SEATTLE — Efforts by Washington state health officials to shorten the amount of time mentally ill people wait in jails for competency services are failing to keep up with a growing demand and urgent measures are needed to deal with the backlogs, according to a court-ordered monitor.

U.S. District Judge Marsha Pechman issued a permanent injunction in April, ordering the Washington Department of Social and Health Services to cut the wait times to seven days, saying that holding mentally ill people in jails for months while awaiting competency services is unconstitutional.

She set a January deadline and appointed Danna Mauch, an expert in public mental health systems, to monitor the state’s progress.

In her first quarterly report, Mauch said the state should be commended for taking steps to address the waitlists, but the measures have not provided relief for those waiting for services.

“The critical conditions in the jails suggest that interim urgent measures to clear backlogs are in order,” Mauch said in her report filed with the court Tuesday.

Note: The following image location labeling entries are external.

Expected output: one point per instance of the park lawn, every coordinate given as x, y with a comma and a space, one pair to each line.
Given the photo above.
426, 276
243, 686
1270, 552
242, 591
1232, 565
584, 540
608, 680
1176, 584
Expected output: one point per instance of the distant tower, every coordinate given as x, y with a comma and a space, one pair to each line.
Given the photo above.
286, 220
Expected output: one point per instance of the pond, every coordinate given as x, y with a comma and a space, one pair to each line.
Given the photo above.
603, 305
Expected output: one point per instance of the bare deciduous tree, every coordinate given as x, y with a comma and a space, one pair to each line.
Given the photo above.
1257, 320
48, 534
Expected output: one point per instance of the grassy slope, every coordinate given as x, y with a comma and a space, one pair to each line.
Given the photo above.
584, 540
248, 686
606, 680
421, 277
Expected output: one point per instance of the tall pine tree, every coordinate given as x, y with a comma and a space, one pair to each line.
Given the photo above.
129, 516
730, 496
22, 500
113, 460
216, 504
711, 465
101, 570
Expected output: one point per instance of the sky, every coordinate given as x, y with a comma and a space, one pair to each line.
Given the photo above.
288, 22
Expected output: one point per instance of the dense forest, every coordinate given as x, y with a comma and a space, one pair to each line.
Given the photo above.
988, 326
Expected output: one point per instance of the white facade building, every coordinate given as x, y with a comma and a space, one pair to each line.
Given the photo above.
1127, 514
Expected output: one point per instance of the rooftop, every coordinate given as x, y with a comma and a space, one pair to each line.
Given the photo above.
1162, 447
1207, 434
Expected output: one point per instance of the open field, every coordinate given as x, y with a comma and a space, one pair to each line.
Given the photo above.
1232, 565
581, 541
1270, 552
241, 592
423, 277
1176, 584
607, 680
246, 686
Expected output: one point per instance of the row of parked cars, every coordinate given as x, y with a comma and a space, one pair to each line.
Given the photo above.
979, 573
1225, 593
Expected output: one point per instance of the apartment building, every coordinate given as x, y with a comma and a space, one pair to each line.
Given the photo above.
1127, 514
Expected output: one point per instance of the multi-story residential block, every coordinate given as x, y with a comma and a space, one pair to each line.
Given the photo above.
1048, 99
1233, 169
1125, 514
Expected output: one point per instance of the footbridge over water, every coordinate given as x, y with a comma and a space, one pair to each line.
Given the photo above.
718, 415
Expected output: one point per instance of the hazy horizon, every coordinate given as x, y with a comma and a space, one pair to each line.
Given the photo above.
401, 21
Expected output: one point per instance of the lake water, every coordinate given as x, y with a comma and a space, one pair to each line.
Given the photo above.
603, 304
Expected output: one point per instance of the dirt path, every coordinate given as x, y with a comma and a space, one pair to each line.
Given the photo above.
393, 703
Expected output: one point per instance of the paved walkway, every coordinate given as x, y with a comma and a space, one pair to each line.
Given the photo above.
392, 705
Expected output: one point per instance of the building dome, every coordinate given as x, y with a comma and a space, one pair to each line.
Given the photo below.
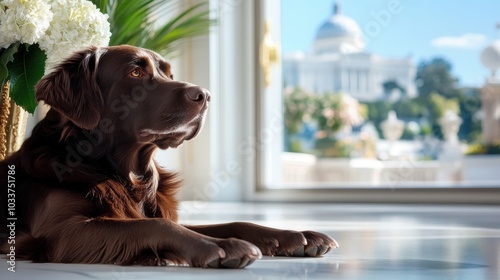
338, 34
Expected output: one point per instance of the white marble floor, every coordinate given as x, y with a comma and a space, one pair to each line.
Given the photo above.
376, 242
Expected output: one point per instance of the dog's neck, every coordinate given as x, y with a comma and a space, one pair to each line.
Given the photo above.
128, 159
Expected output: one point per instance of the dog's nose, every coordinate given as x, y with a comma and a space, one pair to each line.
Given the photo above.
198, 94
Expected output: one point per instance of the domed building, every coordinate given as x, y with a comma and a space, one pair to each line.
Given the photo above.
338, 63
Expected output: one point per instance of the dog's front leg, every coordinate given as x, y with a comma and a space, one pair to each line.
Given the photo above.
271, 241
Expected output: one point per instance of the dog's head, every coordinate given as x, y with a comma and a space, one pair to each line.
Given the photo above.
125, 90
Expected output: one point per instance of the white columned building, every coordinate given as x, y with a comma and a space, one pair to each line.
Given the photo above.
337, 63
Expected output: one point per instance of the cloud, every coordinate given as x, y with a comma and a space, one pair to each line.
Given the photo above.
464, 41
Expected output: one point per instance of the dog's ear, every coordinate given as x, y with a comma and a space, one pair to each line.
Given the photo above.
72, 90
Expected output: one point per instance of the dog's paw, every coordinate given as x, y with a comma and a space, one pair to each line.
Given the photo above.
298, 244
238, 254
224, 253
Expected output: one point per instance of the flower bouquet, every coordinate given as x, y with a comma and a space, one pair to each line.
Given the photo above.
36, 34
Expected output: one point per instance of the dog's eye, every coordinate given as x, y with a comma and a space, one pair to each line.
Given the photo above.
136, 73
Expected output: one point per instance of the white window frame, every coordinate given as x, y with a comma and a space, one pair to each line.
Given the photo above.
224, 163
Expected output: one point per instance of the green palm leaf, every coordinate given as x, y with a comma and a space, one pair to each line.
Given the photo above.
136, 23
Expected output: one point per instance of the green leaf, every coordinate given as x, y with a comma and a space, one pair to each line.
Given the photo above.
6, 56
25, 71
135, 23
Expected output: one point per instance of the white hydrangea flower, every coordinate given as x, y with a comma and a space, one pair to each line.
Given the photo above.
25, 21
76, 24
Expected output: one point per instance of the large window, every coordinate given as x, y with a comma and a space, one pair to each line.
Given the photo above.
387, 93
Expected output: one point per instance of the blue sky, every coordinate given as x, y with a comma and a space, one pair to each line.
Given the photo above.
423, 29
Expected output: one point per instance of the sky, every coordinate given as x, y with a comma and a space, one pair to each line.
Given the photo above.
457, 31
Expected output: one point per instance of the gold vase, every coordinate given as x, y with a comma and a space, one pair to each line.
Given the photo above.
12, 124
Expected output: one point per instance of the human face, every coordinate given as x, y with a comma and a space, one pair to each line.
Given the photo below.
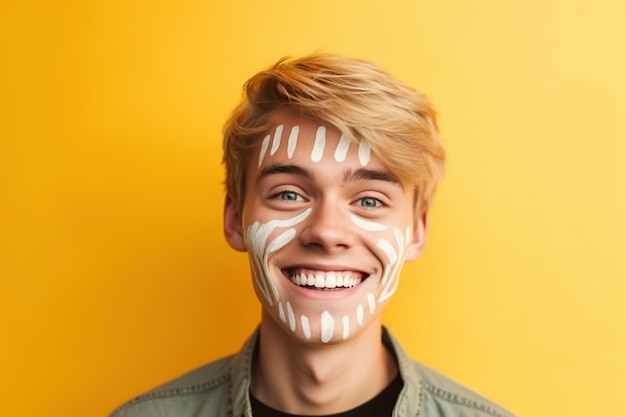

She also questioned if the state’s long term plan will meet the judge’s deadline.

Messages sent to state health officials seeking a response to Mauch’s findings were not immediately returned.

Judges order competency evaluations when they have concerns about whether a person arrested for a crime is able to assist with his or her defense. If the person is found incompetent, the judge orders treatment to have competency restored. But in Washington state, people have languished in jails waiting for both services because of a lack of bed space and staffing at the state’s two forensic hospitals.

Lawyers with Disability Rights Washington and the American Civil Liberties Union filed the federal class-action lawsuit on the behalf of these individuals and secured an injunction that requires services within seven days of a judge’s order. The state has appealed the part of the order that requires evaluations to be done in seven days.

In a letter to Mauch, the lawyers questioned the state’s ability to meet the January deadline.

“It is concerning that in the three and a half months since the court’s order, the time that it takes defendants to provide competency restoration services has not significantly trended downward,” the letter said. “They didn’t start the hiring process for forensic evaluators until July – three months after the order.”

State reports on cases show that 16 people have waited more than 100 days for services, the lawyers said. Five of those people waited between 150 and 398 days to get into the hospital to have their competency restored, they said.

In her report, Mauch cited problem areas that put compliance with the federal order into question.

The volume of orders for competency services is growing, she said. In April, there were 336 competency cases, although officials said that was an incomplete count. The state reported 918 cases in May and 1,486 in June, she said.

Some people are waiting more than 60 days for competency evaluations at Eastern State Hospital, and are held in jail for 15 to 44 days to receive treatment at Western State Hospital, she said.

Mauch said when she spoke with officials about the $4.8 million it secured to work on competency issues, they “underscore” that the funds will “solve” the lags in services and help to prevent people from entering the criminal justice system.

Mauch said that total “is modest given the scope of need for these services in Washington.”

She also had concerns about the state’s ability to hire staff to fill positions at both forensic hospitals. When the budget was passed in July, the state made offers to nearly a dozen psychologists to fill evaluator positions, she said. Eight were hired for Western State Hospital, but not one wanted to work at the eastern site, she said.

When Mauch asked state officials if they would consider emergency hiring, department officials said they plan to have Western State Hospital Staff cover Eastern State hospital cases and that “constitutes its interim response.”

The department should report within 30 days whether this plan has been implemented and if so, whether it helped reduce wait times, she said.

“In the face of these challenges, other steps need to be taken to meet the seven-day time frames ‘as soon as practicable’ for competency evaluation services,” the monitor said.